Birth Name: | Maureen Angela Jane Gardner |
Birth Date: | 12 November 1928 |
Birth Place: | Oxford, England |
Death Date: | 2 September 1974 (aged 45) |
Death Place: | North Stoneham, England |
Height: | 1.72 m |
Weight: | 59 kg |
Sport: | Hurdles |
Club: | Oxford LAC |
Show-Medals: | yes |
Maureen Angela Jane Dyson (née Gardner, 12 November 1928 – 2 September 1974) was a British athlete who competed mainly in the 80 metres hurdles. She won silver medals at the 1948 Summer Olympics and 1950 European Athletics Championships, both times losing to Fanny Blankers-Koen. She was coached by Geoff Dyson, whom she married one month after the 1948 Olympics.[1]
Maureen Gardner grew up in the Florence Park area of Temple Cowley, Oxford, and went to Donnington Junior School, Florence Park, Oxford. Her former home at 17 Maidcroft Road now has a blue plaque in her honour.[2]
Gardner competed in flat running at the 1946 European Athletics Championships and finished fourth in the 4×100 m relay (with Sylvia Cheeseman, Winifred Jordan and Joyce Judd) and fifth in the 100 m sprint. At the 1948 Summer Olympics she came second in the 80 metre hurdles to Fanny Blankers-Koen, both of them recording the same time of 11.2 seconds. She also helped Great Britain place fourth in the 4×100 m relay. Two years later she again lost the 80 metre hurdles to Blankers-Koen at the 1950 European Athletics Championships.[3] Gardner was four time AAAs National Champion in the 80 metres hurdles (1947, 1948, 1950, 1951).
She started a ballet and dance school in Oxford. On moving to London she started a new school in Wanstead, and both of them continued for a number of years until, in 1962, the Dyson family moved to live in Ottawa, Ontario, Canada. She founded another school in that city.[4]

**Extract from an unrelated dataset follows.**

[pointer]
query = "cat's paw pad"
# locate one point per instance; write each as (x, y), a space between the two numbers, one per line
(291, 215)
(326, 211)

Maureen's involvement with ballet when she returned to England from 1968 onwards, was mainly as an examiner for the Royal Ballet School. Two years before she died of cancer she was made the Chief Examiner of that organisation.[2]
Gardner married Geoff Dyson at St Mary Magdalen's Church, Oxford, and they had two children. Her son was born in 1949,[5] and after his birth she started training again with the 1952 Summer Olympics as her goal; but when she became pregnant again, she decided to retire from her athletics career. She died from cancer on 2 September 1974, aged 45.